The process by which my work is constructed, a process that is closely connected to collage and assemblage, also reflects these ideas. Materials are brought together, ripped apart and/or beaten, and re-pieced to become something that bears little resemblance to the original form.
My art becomes a type of body horror, particularly since the titles of my work are usually names either in their own right, popular culture references, or fairytales/myths revisited. In this way, my large-scale paper pieces, for me, become referential to the places from which their titles have been borrowed, and my smaller-scale metal pieces carry the same sorts of emotion in a less abstracted way.
What an audience takes from my work is highly individualized—which is as it should be. Reader-response theory tells us that we can attempt to anticipate the way an audience will react/interact with a work or a performance, but that, ultimately, an audience will take from a work or performance what they need and find what they have already brought to it. Allowing for this deviation, the multiplicity of readings that can be imposed is vast.
And that is my at-the-moment artist statement. I don’t know about the rest of you, but writing an artist statement is very difficult for me. One day, I might figure it out.
So, this is me, my identity and such, rendered visually in a weirdly hybridized version of Duchamp (Marcel, Marcel), William Morris (“I” Box), and Joseph Cornell’s shadow-box assemblages.



This work is licensed under a
Creative Commons Attribution-Noncommercial-No Derivative Works 3.0 Unported License.

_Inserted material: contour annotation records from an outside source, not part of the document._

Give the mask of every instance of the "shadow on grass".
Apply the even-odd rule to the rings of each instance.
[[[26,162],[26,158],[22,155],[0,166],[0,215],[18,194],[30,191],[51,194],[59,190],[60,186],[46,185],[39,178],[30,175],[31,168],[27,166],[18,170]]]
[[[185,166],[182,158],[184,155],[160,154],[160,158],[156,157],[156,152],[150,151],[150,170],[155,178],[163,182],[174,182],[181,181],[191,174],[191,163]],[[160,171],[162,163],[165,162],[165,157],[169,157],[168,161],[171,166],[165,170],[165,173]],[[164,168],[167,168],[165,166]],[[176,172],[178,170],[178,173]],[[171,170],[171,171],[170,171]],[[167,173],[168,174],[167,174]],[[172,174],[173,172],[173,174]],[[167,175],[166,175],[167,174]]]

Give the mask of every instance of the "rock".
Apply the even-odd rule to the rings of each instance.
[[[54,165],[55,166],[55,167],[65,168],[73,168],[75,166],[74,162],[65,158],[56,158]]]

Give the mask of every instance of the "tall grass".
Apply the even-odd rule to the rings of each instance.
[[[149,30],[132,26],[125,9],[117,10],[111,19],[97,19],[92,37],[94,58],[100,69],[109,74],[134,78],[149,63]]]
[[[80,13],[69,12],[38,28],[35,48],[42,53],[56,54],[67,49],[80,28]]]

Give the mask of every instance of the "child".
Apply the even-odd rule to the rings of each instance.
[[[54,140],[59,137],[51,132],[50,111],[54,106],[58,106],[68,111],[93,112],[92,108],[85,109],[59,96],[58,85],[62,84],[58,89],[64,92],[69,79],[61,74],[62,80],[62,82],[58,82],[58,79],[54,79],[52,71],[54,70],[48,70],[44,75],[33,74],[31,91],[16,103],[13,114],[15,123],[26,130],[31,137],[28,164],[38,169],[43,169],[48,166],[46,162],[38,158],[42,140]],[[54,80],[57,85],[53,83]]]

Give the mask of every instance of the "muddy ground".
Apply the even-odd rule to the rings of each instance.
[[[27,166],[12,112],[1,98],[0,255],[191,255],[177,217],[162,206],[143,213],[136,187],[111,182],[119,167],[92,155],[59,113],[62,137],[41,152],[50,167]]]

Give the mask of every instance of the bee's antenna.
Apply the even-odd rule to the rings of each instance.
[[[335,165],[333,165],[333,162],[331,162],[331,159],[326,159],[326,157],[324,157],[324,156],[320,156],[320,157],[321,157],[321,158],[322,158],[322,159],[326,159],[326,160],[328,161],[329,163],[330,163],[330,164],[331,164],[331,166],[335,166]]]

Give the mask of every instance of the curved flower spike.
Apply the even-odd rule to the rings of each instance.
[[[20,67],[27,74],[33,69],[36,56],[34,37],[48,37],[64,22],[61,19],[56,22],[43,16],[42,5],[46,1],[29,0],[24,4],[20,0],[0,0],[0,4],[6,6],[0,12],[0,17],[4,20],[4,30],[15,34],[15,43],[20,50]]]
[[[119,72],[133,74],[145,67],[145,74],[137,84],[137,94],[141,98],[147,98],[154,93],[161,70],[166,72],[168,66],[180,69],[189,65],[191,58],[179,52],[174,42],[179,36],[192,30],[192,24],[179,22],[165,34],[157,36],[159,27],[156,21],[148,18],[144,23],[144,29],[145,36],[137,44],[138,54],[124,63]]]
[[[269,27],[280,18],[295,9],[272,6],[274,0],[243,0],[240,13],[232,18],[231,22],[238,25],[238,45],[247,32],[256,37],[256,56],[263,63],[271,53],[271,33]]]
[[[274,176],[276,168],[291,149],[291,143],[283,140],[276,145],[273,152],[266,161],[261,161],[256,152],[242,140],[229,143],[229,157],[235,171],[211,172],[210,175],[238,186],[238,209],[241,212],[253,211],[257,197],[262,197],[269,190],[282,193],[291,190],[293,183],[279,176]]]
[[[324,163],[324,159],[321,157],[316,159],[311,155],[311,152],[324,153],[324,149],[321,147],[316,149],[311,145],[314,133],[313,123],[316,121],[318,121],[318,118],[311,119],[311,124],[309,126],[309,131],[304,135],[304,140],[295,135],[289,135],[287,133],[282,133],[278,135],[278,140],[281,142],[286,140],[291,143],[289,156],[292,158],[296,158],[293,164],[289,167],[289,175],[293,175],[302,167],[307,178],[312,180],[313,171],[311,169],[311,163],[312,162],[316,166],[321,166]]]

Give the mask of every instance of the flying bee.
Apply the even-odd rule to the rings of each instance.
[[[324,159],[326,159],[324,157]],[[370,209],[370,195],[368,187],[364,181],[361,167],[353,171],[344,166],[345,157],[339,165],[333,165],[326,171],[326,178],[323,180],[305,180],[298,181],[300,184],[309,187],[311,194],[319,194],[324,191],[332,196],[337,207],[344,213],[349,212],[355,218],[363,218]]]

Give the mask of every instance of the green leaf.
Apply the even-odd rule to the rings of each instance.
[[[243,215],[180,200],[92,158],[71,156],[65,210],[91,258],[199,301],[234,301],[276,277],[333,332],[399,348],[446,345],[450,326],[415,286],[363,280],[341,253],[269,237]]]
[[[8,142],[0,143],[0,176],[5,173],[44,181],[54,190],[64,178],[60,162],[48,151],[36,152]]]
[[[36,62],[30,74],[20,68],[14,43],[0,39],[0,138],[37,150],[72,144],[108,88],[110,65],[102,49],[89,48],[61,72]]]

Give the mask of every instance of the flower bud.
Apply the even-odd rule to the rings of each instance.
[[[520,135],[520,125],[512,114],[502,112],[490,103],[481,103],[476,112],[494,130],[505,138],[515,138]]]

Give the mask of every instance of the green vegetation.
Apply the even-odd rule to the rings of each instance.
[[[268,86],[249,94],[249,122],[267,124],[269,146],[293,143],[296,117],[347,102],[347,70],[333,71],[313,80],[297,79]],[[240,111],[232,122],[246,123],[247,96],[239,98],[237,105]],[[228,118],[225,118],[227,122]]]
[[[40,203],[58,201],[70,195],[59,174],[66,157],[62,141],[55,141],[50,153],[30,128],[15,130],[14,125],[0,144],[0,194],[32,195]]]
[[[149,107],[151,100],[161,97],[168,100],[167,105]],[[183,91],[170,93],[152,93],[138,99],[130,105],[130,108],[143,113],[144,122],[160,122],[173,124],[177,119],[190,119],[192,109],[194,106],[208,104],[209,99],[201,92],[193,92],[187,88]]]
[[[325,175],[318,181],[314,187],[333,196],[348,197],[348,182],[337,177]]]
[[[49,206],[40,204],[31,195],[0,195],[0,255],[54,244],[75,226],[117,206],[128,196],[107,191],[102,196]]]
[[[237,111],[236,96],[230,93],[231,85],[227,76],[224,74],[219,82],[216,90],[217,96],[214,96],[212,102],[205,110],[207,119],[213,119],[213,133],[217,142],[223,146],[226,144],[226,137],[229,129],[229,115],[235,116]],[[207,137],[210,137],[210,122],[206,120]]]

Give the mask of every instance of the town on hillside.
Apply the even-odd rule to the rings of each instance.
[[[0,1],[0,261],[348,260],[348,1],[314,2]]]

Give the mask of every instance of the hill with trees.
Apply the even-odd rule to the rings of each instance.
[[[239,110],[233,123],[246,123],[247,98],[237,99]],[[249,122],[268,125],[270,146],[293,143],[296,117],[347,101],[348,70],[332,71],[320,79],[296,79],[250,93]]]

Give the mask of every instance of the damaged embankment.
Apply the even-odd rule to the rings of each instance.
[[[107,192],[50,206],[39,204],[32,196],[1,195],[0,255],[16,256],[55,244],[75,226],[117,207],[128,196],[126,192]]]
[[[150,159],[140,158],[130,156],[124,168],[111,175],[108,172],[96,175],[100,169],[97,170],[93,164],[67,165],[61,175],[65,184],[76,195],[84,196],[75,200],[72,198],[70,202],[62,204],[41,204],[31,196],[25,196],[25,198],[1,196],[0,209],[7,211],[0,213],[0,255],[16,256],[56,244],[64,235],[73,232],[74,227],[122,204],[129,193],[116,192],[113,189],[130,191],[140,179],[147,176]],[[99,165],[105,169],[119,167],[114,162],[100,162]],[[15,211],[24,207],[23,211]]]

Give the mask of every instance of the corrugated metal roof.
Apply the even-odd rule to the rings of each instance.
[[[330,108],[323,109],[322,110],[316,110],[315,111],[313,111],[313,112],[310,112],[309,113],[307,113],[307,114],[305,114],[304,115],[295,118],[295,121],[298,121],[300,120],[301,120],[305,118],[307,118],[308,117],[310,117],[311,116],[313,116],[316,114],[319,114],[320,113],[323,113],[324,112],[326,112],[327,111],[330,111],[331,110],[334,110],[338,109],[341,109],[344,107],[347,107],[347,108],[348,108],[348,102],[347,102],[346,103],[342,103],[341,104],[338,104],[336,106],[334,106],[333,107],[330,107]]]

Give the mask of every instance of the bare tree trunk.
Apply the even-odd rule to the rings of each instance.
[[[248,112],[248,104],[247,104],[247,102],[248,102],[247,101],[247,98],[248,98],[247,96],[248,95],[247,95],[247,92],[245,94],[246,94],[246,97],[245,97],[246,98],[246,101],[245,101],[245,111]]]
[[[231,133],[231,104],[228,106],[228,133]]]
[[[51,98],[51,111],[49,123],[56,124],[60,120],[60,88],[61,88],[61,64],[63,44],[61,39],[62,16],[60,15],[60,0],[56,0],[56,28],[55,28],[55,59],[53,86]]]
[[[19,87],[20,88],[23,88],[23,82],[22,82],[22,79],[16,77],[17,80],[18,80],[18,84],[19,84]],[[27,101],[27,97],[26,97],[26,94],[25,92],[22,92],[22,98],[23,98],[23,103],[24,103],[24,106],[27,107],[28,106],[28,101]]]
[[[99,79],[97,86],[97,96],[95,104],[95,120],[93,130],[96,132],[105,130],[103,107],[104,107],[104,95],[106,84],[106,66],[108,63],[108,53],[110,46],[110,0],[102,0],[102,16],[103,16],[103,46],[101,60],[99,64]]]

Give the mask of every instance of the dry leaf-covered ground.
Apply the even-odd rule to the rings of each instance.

Speaker for the Dead: A Self-Portrait
2008
22″x16.5″x3.5″
paper, wood, metal, felt, photography, beeds, spray paint, fabric, various found objects
As an artist creating representative portraiture in a highly referential, (post) postmodern world that is heavily reliant upon referentiality and the interenet, I think of portraits as representational works meant to capture a person’s personality, his/hers Self, yet in attempting to capture this Self, the artist is also imposing his/her view upon the subject.
Self-portraits theoretically act the same way.
Yet, as we create ourselves, the only ways in which we can express these Selves is to use externalized elements: words, images, colors, songs, etc.
When we create others, we do the same thing.
We Other them, and in doing so, we Other ourselves.
We can never see one another completely: physically or mentally. Even if you have a mirror to show the sides that you can’t see, these are just simulations.
A portrait is not different.
My piece works to straddle the lines between identity and portrait since a portrait is about an imposed identity.